Identifying Principles for the Creation of Texts in A Variety of Languages for Beginning Readers

    by Freddy Hiebert | May 25, 2011

    Elfrieda (Freddy) Hiebert

    TextProject & University of California, Santa Cruz

    At the outset, I want to make it clear that my expertise lies in the texts that facilitate the reading development of a particular group of students in American schools–the students who depend on schools to become literate. In the U.S., we have approximately a third of an age cohort that can be described as “depending on schools to become literate.” The remaining students may learn to read in school but they have at least a modicum of literacy experiences/criterion knowledge when they arrive at school (according to the Early Childhood Longitudinal Study). Unfortunately, our national assessment indicates that we have not been particularly successful in bringing the third of our population that depends on schools to become literate to the levels that are needed in the global-digital economy. Answers, of course, are not simple ones but I would argue that the texts that we have been providing our most vulnerable students have not been as supportive as they can and should be.

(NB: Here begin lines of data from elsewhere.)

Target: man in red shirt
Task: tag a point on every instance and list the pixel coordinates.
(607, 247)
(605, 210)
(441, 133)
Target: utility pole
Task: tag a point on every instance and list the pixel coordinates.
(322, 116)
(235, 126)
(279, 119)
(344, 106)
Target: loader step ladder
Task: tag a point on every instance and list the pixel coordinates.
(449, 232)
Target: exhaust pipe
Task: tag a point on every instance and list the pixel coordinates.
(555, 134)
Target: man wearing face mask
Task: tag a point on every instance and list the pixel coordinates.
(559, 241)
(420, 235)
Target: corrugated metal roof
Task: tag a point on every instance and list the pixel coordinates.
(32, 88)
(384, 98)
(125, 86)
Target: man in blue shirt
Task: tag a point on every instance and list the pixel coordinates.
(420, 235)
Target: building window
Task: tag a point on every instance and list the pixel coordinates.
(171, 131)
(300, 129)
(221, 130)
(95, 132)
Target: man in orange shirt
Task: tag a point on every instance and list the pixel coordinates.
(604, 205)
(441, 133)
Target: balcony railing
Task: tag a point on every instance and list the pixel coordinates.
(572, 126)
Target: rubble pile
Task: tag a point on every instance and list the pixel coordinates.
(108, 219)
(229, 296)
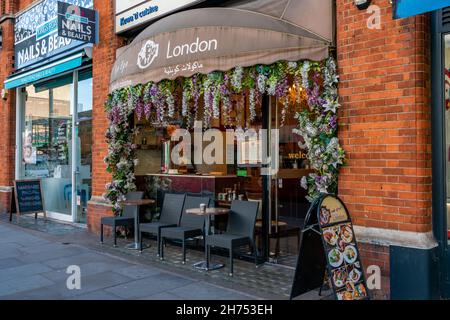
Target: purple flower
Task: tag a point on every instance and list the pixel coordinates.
(282, 87)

    Differences in the orthographies of languages are critical and, while I myself came to English as a second language learner, my work has been with children learning to read in English (including but not limited to children who speak English as a second language). Even so, I believe that there are some principles that can be generalized from our work to that of children in other cultures and with languages that differ substantially from English.

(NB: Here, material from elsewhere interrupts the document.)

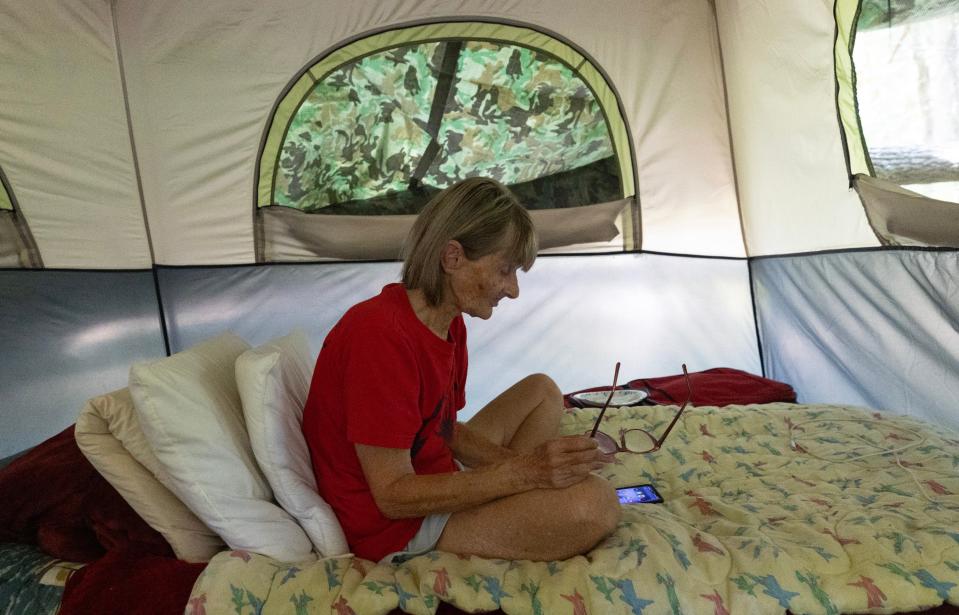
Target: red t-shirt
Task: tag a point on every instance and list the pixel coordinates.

    1. With young children who have not been immersed in print, meaningfulness is critical. There is a small but reputable literature on the role of concreteness in the word learning of children and adults. In my model of TExT (Text Elements by Task), the design of beginning texts involves simultaneous attention to decodability, frequency, and concreteness. The lists of concrete words will differ by culture. But in the TExT model, weight is given to words that have common orthographic patterns AND are concrete. In an American venue, for example, words such as mom, dad, grandma, and grandpa would be evaluated as appropriate (at least if repeated), even though only one of these words–dad–has consistent and regular grapheme-phoneme correspondences. I have identified a list of 1,000 concrete words for children in the U.S. that are part of the analysis of what makes a set of texts appropriate in the TExT analysis. This list would NOT be appropriate in particular parts of Africa or India. HOWEVER: the construct is applicable. Children new to literacy, as Sylvia Ashton-Warner argued after working with the Maori children in New Zealand 70 years ago, need to know from the get-go that written language is about meaning. Within the TExT model, concreteness is an early scaffold. It is not the picture-text match of the Reading Recovery/Guided Reading perspective. Concrete words need to be used frequently and a core group of them should have patterns that support decoding. And the weight of this factor on the model is gradually released.
    2. It is also critical to give weight to words that are highly frequent in a language. Zipf’s (1935) law appears to apply to many languages beyond the European languages that he orginally studied. Tian (2006) has stated that experiments prove that the word frequency distribution in Chinese complies with Zipf’s law. I have yet to locate data on African languages but it appears that a small group of words typically accounts for many of the words in a language. Hopefully (since the orthographies for some of these languages are newer than that of English), some of the languages in African cultures will not have the idiosyncratic high-frequency words that English does. I don’t know this but I suspect that this may be the case. Words that are highly frequent, highly decodable, and highly concrete are the ideal. But there are function words that won’t be highly concrete (although highly frequent and, hopefully, in languages other than English, highly decodable). Weight needs to be given to words that are part of highly populated “word” neighborhoods.

    While orthographies may not have the strange history that English does–and thus, not the erratic orthography–I want to caution against too much nonsensical text for children who are new to text and are the children of poverty. The U.S. has a genre I call “extreme decodables.” The texts contain many of the archaic Anglo-Saxon words that are rarely used in conversation or even text (e.g., vex, wrench, tack). Beginning readers need substantial and consistent data about the code. At the same time, we need to remember why we are doing it (meaning) and function (frequency). Children of poverty are likely to treat school tasks seriously and without the humor that otherwise characterizes their lives. School is a “serious” and literal place. Texts that are silly may not be an appropriate point of departure. They have NOT proven to be so with American children who enter schools with languages and cultures other than those of the mainstream.


    Tian, X. (2006). Statistic analysis of the papers published in Chinese journals of computers. Journal of Library and Information Sciences in Agriculture. doi: 1002-1248.0.2006.003-050

    Zipf, G. K. (1935). The Psychobiology of Language. Boston, MA: Houghton-Mifflin.